Wednesday, October 17, 2007

Florida Panthers at Toronto Maple Leafs: Hockey Game and Public Execution

Leafs logoI wouldn't want to be Bryan McCabe heading into the Leafs' Thursday night game against the Florida Panthers in Toronto. Well, OK, the 86, 000 plus dollars he will pocket for the match-up (at the 7.1 million he will earn this season in the front-loaded contract that averages 5.75 million per year, divided by 82 games) would make it more than tolerable.

But it's still going to be a gut churning affair for the Leafs' defenseman. McCabe has been abysmal this season and things got a whole lot worse when he scored into the Leafs' net in a 5-4 overtime loss to the Buffalo Sabres on Tuesday. It was a performance in which he otherwise made relatively few mistakes in comparison to the blunder-fests of previous games.

Toronto fans have been relentlessly raining down abuse to let the highest paid player on the team know that he has to improve. The only other possible aim of the boo-boons is to pressure McCabe to waive his no-trade clause and hope the Buds can pawn him off on another team willing to take a chance. Players rebounding with different team-mates who complement the new arrival and elicit dormant skills is certainly not unheard of.

The huge salary plus no-trade clause for McCabe is the prime example that highlights why John Ferguson Jr. is rarely praised as being a shrewd operator. The fact that there are more than a few contracts with no movement provisions on the team is a hard one to fathom. It's perplexing that the person in charge of an NHL team would strip away his own power by so casually removing his ability to trade a player in the future.

No doubt many players and their agents now head into negotiations asking for no-trade clauses. But I find it hard to believe that such demands are deal breakers if not acceded to by team management. Eliminating your own options and giving unnecessary leverage to players is just not astute or forward thinking.

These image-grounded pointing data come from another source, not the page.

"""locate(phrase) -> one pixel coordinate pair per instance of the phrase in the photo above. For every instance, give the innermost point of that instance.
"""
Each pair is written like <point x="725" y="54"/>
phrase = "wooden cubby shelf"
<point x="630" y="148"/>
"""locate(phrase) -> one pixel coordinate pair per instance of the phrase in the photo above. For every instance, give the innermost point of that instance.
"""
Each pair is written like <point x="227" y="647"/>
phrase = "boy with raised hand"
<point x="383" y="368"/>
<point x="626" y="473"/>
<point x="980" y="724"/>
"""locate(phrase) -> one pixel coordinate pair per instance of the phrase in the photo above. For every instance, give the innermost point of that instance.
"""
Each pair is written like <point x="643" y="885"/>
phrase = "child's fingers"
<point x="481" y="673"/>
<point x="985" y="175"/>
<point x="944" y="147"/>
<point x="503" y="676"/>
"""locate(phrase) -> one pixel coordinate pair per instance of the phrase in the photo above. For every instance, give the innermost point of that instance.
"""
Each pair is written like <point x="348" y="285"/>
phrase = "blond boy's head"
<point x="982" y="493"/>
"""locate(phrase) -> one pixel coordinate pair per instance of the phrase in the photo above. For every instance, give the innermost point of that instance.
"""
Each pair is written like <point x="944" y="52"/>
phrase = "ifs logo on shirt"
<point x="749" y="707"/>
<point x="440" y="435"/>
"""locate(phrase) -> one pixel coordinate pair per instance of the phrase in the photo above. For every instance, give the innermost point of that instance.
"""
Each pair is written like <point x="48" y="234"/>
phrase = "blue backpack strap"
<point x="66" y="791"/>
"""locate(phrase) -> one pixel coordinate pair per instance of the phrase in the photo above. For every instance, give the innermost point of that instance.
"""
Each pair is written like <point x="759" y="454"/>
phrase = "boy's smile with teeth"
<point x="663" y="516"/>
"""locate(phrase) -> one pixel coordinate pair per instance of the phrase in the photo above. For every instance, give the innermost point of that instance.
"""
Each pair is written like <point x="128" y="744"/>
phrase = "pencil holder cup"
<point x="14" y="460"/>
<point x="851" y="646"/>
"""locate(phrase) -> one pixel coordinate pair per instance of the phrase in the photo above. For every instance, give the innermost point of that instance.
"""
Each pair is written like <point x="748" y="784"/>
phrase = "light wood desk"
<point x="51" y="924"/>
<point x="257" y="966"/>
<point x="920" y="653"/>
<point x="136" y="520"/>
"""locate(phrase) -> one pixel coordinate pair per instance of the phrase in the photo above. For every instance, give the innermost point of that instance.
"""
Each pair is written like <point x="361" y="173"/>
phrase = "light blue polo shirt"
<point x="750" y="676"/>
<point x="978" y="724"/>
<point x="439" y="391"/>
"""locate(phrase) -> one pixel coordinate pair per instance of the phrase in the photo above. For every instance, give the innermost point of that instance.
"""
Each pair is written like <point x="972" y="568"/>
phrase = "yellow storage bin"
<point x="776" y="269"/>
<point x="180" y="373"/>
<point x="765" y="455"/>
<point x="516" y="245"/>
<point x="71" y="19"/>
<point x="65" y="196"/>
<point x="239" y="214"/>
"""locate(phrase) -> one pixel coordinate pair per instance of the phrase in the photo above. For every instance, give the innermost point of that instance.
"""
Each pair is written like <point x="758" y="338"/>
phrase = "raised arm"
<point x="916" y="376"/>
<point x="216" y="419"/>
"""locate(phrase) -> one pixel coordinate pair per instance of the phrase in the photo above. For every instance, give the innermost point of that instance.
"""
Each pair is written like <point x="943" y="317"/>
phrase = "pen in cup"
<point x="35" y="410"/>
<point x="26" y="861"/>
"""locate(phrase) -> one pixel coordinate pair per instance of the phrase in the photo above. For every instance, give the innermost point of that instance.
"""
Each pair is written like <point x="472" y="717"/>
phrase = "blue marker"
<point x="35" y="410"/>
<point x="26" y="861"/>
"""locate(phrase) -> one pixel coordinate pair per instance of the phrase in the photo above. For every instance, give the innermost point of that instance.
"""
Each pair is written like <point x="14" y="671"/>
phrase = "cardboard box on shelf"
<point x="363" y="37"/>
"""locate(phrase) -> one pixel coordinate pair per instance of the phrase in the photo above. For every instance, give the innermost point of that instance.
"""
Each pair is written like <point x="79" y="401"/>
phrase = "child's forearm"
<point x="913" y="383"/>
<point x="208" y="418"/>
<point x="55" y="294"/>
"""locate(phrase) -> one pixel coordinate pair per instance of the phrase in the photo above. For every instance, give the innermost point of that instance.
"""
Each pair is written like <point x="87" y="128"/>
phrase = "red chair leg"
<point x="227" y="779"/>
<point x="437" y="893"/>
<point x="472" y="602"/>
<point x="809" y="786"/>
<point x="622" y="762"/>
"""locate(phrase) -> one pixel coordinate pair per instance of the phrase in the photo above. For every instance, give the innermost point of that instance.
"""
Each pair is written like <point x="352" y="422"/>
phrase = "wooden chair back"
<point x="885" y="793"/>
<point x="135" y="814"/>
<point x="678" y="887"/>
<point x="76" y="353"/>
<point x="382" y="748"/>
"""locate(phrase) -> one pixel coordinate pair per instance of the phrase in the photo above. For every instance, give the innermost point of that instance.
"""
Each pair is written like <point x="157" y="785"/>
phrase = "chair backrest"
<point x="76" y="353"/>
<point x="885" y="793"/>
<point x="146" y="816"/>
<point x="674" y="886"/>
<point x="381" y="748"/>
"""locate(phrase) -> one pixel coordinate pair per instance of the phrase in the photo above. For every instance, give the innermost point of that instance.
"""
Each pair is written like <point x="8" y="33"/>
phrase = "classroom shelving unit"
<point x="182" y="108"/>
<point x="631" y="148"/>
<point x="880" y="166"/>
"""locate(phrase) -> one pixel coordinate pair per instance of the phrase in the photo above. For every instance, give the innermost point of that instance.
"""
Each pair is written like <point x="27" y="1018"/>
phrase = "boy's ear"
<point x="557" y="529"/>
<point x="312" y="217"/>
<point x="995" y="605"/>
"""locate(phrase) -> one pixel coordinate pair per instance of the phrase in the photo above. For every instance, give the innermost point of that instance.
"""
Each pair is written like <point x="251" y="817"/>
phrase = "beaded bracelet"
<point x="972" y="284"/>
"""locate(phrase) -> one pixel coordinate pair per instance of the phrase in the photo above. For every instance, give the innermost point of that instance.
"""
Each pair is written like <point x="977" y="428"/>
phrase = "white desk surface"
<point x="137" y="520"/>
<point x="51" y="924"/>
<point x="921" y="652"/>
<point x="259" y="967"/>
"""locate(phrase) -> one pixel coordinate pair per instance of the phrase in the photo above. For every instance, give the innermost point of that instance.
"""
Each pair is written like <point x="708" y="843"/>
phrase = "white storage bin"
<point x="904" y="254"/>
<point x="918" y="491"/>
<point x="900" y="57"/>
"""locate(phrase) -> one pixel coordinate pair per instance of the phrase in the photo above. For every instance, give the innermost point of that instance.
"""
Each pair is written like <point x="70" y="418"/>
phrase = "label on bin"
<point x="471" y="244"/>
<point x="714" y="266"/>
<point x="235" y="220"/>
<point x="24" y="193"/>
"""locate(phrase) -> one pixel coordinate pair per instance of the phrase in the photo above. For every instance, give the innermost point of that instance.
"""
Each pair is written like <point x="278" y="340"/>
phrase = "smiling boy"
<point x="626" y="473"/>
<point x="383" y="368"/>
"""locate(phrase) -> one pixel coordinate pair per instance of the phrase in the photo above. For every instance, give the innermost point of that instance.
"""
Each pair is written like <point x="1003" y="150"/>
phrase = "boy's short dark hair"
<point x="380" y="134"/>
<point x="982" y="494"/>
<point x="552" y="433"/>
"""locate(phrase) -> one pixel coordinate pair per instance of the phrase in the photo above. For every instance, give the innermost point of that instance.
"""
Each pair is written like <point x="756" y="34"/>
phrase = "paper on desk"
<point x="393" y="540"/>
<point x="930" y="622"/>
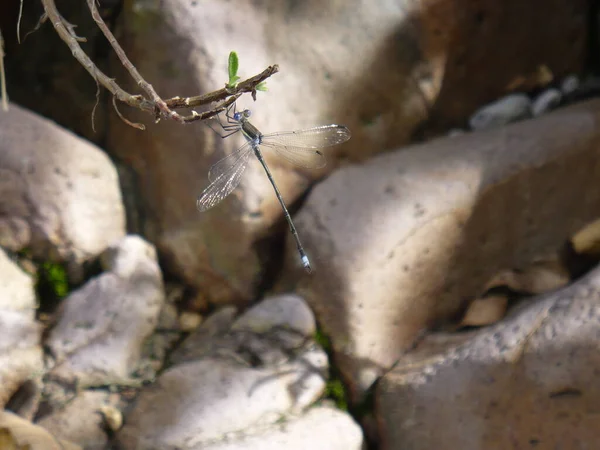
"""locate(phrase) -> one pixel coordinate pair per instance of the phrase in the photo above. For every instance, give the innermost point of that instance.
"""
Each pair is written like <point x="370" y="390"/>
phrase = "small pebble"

It adds credence to the claims that Ferguson is unqualified, inexperienced and soon to be unemployed. It's been a difficult year for Toronto's GM and he has probably questioned his own abilities at times. Perhaps Ferguson's unlikely hiring has led him to subconsciously want to reward players beyond their abilities. In the process convincing himself that they will overachieve as he must at times also believe about himself, lest he self-destruct. Or maybe it's far simpler than that. Maybe it's done in the naive hope that it will make the players like him because of his generosity and thus try harder.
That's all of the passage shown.